CROSS REFERENCE TO RELATED APPLICATION
This application claims priority to U.S. provisional patent application No. 61/323,108 filed Apr. 12, 2010.
TECHNICAL FIELD
This application concerns solid state lighting systems using light emitting diodes (LEDs).
BACKGROUND
The incandescent bulb has been utilized for over a century. Millions of fixtures using standardized incandescent lamps are in use. The white light LED (Light Emitting Diode) was invented in the early 1990's. Since then, the efficacy of white light LEDs have improved dramatically. Power efficiencies and product life have since surpassed the incandescent bulb. The LED emitted light relative to its cost is currently substantially higher than an incandescent, however.
To efficiently use the higher cost LED light, lenses and reflectors are oven used to direct or guide the light to the intended illumination area. Reflectors and lenses add cost to a LED fixture. LEDs dissipate power and generate heat. For long term reliability and to extend product life, heat must be removed from the LED. A thermal management system, including heat sinking, adds even more cost to a LED fixture.
In new lighting applications the decision to use a LED fixture depends on fixture, installation, and maintenance costs as well as energy savings. The decision to replace or retrofit an incandescent fixture in an existing lighting application may also depend on the original fixture value. Many fixtures have significant value above and beyond replacement costs including sentimental, historical, or architectural. While LED lighting may offer lower energy and maintenance costs, the decision to replace often depends on upfront costs and the capital required.

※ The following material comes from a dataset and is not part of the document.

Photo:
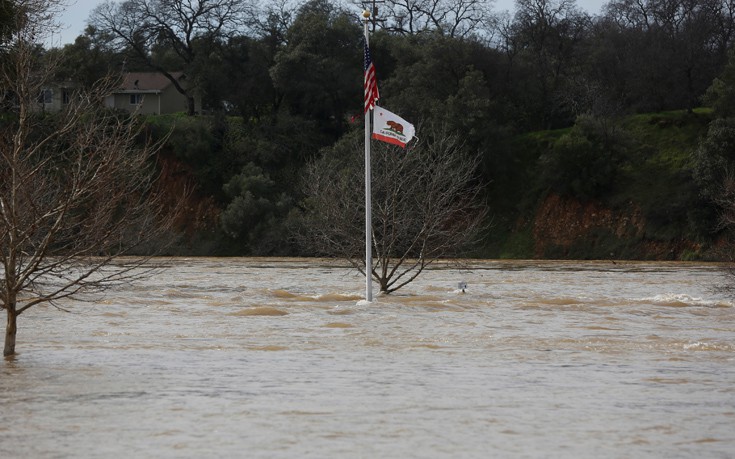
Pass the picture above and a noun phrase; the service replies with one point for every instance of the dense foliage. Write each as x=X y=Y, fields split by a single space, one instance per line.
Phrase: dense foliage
x=282 y=81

In many LED fixtures using arrays or multiple LED emitters, emitter “hot spots” (small areas of intense light embedded in a larger area of relative darkness) are visible and cosmetically undesirable. While diffusers may be used, they introduce losses in performance (intensity and other factors).
SUMMARY
The systems and methods described in this application lower the fixture and installation costs for both new and retrofit LED lighting applications.
In one embodiment, a LED lighting system and method that is inherently configurable into a variety of new and retrofit lamp applications. The invention reduces fixture costs by incorporating the heat removal method, light guide system, and a chassis into one easy to assemble and install structure. The invention allows for configuration of a lighting system for determining overall height, overall inner and outer radii, light directivity, lighting intensity, and thermal performance. In retrofit applications, the lighting system can be configured to minimize installation costs. It is also possible to incorporate a method to improve the LED light source appearance by using prismatic or diffused fixture lenses.
Specifically, a light emitting diode (LED) lighting system is comprised of sub-assemblies of LED circuit strips or arrays conjoined to create a multifaceted structure. Each sub-assembly has LEDs mounted on a circuit substrate with conductors to electrically connect the LEDs. These circuits are thermally interfaced and attached to thermally conductive material such as but not limited to aluminum, copper, or brass. This material is also selected, treated, or processed to obtain desired light reflecting properties. The thermal conductive material is cut and formed, shaped, or extruded with consideration of surface area, thermal mass, fixture volume envelope and shape, and light directivity. Each LED sub-assembly circuit strip or array is electrically connected in series and/or parallel to a power supply.
The characteristic heat sink-reflector fin elements described in this application also add a significant cosmetic improvement to the resultant light. When used with a prismatic or frosted lens, the embodiments described in this application slightly scatter or diffuse light, reducing or eliminating the appearance of individual emitter light hot spots. This creates a pleasing appearance more like an incandescent filament to which the public is accustomed, without the light losses associated with a diffuser.
BRIEF DESCRIPTION OF DRAWINGS
The accompanying drawings show a particular embodiment as an example, and are not intended to limit the scope of this disclosure, application, or claim(s).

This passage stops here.